Dedicated anti-trafficking teams were formed and assigned to raid nightclubs across Bosnia suspected of operating forced prostitution rackets.

Rees said the counter-trafficking efforts had mostly been a failure. "They were basically for show and completely amateurish," she said.

Referring to the EU police force, Rees added: "They are still very much on probation. These men must understand that going into brothels is illegal in Bosnia. The sex is not consensual if the woman is a 13-year-old girl trafficked from Moldova."

Although there have been many cases of police officers being sent home in disgrace for their involvement in the sex trade, the UN can only remove them from service and is powerless to prosecute them. It is up to member countries to take any further action.

Rees said: "People will say the UN is not practising what it preaches. It is double standards, and it looks like western imperialism. Brothel raids find UN police inside, and then no one is prosecuted. The UK is prosecuting no one.

"If you send people home, countries get wild. But if you don’t enforce the rules, you can’t serve in the United Nations."

Human Rights Watch is equally downbeat in its assessment.

A spokesman for the organisation said: "Foreign nationals serving in Bosnia enjoy almost complete immunity. It was assumed countries would prosecute and discipline their citizens upon their return home from for crimes committed in Bosnia and Herzegovina. This has rarely happened in practice."

Soldiers from S-FOR, or Stabilisation Force, Bosnia’s 18,000 strong Nato-led peacekeeping force, were granted "immunity from personal arrest or detention" by the November 1995 Dayton Treaty which authorised their deployment.

S-FOR troops are banned from attending brothels but Rees said the marketing strategy of suspected new brothels opening near S-FOR bases makes it clear who they are catering for.

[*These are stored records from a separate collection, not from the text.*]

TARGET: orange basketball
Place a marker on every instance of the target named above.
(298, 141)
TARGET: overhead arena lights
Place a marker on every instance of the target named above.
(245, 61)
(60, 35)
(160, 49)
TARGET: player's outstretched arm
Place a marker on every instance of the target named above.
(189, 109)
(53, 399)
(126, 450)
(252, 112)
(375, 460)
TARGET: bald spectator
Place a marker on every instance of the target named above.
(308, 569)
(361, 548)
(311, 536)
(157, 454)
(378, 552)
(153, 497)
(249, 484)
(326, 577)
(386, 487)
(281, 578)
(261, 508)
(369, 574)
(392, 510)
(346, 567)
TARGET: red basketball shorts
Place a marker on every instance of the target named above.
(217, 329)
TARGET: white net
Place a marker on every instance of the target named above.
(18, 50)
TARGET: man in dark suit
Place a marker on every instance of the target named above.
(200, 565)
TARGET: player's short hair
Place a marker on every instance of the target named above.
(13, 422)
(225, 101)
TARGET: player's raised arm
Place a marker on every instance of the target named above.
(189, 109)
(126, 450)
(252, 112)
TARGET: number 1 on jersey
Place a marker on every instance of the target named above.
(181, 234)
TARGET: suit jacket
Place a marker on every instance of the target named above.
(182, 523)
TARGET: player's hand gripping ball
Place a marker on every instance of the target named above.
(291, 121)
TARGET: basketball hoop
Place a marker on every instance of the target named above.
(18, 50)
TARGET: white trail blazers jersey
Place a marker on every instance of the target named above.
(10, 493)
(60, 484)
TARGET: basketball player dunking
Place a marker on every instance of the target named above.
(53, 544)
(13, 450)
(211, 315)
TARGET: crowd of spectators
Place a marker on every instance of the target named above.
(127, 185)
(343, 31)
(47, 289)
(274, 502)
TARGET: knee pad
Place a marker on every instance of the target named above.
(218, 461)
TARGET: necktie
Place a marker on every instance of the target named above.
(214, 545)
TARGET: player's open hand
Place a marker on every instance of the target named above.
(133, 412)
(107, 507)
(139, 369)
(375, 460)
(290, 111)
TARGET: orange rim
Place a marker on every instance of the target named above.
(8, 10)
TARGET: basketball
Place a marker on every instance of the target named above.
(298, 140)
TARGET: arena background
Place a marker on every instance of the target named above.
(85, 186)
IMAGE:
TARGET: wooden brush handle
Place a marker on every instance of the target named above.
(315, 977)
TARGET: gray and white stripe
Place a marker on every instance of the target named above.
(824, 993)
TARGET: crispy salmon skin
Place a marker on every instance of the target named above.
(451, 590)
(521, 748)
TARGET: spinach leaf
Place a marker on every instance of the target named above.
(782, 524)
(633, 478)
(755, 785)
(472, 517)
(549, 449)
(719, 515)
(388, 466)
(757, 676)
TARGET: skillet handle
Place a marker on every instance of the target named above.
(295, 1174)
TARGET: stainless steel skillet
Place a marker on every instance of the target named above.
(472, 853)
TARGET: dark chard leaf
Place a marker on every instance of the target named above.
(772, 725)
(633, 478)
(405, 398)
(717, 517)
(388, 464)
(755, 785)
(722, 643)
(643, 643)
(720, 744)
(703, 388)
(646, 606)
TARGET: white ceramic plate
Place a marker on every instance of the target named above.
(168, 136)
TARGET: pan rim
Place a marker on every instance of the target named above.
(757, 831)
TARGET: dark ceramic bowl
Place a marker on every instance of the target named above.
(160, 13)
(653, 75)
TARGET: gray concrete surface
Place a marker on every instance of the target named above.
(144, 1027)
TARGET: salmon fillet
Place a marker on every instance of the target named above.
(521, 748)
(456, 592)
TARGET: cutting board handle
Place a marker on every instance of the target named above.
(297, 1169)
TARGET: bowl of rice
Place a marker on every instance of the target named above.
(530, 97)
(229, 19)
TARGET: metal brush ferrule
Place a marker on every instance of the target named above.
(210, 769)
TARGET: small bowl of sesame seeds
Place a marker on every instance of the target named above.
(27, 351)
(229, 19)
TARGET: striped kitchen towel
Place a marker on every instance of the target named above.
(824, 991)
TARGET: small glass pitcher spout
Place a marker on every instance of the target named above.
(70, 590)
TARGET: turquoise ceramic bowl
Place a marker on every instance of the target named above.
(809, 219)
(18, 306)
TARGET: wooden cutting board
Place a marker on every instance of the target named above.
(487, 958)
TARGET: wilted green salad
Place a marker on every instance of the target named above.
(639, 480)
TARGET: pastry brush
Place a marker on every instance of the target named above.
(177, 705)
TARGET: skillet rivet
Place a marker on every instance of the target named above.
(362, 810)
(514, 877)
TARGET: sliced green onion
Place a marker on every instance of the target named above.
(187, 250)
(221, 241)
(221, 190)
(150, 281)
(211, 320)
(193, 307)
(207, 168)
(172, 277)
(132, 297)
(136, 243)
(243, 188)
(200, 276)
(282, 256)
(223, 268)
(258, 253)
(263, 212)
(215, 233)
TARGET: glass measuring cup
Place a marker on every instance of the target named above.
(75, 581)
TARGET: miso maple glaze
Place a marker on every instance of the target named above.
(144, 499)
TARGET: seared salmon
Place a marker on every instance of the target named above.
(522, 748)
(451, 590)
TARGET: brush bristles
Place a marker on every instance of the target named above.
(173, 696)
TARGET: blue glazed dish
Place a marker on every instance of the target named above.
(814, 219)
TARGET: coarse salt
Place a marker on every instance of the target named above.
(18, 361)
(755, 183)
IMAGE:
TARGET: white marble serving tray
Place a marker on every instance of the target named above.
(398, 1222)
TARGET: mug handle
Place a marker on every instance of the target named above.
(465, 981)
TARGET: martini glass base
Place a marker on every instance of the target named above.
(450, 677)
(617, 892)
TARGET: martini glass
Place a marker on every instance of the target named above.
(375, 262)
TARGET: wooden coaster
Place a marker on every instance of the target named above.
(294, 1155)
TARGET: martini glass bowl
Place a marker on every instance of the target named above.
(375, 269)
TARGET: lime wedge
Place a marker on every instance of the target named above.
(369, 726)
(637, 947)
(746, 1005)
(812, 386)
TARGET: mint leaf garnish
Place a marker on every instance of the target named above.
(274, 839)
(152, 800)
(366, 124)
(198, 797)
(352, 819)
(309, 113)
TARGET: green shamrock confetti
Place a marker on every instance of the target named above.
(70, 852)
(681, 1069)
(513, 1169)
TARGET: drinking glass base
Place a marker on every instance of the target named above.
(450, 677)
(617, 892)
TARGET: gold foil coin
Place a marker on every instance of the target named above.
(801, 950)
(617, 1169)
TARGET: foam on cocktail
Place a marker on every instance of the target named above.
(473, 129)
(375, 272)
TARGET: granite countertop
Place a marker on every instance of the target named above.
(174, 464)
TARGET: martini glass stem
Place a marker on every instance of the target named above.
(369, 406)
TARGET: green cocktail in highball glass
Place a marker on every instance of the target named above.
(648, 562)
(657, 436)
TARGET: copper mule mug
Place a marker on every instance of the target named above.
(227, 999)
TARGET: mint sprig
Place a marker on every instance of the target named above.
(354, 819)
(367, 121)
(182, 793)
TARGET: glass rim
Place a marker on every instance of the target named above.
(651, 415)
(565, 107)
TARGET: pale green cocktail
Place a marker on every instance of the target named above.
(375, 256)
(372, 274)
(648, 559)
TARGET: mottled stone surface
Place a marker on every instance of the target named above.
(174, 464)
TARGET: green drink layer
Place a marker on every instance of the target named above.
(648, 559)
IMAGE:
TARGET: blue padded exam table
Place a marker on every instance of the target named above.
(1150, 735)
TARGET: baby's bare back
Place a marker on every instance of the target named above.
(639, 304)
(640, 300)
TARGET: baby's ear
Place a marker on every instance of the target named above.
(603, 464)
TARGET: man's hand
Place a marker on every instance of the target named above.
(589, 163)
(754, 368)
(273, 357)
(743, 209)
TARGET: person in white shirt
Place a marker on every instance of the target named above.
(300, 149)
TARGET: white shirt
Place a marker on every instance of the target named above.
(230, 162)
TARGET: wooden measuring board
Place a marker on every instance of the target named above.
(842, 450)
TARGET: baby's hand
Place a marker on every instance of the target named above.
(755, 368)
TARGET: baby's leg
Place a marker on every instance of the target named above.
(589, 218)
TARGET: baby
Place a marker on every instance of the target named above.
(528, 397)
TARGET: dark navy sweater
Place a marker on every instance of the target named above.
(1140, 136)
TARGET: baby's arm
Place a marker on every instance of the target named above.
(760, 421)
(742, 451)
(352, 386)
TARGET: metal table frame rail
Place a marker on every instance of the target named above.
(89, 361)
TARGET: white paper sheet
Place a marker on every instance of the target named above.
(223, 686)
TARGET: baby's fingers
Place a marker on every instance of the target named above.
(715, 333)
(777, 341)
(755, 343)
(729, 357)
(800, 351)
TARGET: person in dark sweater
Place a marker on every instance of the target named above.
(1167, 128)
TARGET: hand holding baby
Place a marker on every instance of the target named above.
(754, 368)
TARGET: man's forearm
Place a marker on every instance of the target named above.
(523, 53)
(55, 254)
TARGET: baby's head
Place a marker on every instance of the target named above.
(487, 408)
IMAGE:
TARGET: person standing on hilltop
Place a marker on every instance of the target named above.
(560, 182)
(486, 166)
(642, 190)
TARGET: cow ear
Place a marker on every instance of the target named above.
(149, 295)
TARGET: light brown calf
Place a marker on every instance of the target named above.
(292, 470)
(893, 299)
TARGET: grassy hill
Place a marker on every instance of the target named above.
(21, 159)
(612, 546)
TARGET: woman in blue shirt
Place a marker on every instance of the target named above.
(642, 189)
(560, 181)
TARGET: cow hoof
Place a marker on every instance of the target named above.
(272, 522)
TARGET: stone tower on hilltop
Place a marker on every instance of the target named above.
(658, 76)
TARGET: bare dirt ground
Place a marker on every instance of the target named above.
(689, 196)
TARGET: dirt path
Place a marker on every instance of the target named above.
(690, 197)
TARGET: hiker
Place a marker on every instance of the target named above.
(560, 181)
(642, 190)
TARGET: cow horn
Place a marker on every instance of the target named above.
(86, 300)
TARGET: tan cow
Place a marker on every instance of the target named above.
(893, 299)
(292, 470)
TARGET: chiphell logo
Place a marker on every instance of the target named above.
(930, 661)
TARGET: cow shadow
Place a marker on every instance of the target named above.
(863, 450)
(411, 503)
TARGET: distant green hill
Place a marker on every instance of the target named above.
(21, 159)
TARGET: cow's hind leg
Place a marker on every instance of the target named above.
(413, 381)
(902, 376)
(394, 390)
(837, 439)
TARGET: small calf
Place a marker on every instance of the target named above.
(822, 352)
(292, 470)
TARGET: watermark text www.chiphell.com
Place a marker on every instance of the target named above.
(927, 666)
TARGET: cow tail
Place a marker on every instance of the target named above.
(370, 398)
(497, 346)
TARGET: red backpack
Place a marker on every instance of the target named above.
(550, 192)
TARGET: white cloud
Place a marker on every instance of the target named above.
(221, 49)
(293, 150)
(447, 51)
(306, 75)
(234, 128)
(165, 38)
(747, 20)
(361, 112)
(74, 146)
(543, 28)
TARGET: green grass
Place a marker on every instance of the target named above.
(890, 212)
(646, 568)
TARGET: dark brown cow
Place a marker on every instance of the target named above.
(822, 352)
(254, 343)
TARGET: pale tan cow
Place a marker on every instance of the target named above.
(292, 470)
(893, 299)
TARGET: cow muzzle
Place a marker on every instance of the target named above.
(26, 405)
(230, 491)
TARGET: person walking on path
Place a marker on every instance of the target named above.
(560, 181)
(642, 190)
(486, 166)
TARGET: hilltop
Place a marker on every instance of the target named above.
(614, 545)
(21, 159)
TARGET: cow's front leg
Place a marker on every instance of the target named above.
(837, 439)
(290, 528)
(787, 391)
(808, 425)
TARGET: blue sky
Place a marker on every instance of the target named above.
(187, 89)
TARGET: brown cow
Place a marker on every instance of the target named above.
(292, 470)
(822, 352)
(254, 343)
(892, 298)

"Outside the Russians’ base, there is a brothel called Odessa," she explained. By the Americans’, its Texas or Philadelphia. There’s even an El Cid near the Spanish base. While there are foreign troops in Bosnia, there will be always demand for trafficked women."

Last night, Jan Oskar Solnes, spokesman for the European Union Police Mission in Bosnia and Herzegovina, said: "Its correct we have diplomatic immunity, but I imagine any incident [of sexual misconduct] would be a personal rather than professional matter.

"We have a zero tolerance approach to this issue and anyone involved will be removed from the mission."

Kirsten Haupt, spokeswoman for the United Nations Liaison Office (UNLO) in Bosnia, dismissed Rees’s claim that Jacques Paul Klein had not taken the illegal sex trade seriously.

She said: " All cases have been thoroughly investigated. We have sent a number of officers home. There is absolutely no toleration of a ‘boys will be boys’ attitude here."

Klein left Bosnia on February 1 and could not be contacted.

A spokesman for DynCorp said: "We do not make it a practice to comment on opinions.

"However, we are familiar with previous public statements Ms Rees has made about involuntary servitude and DynCorp continues to share her concerns for women held against their will in Bosnia, just as we condemn all human rights abuses anywhere in the world."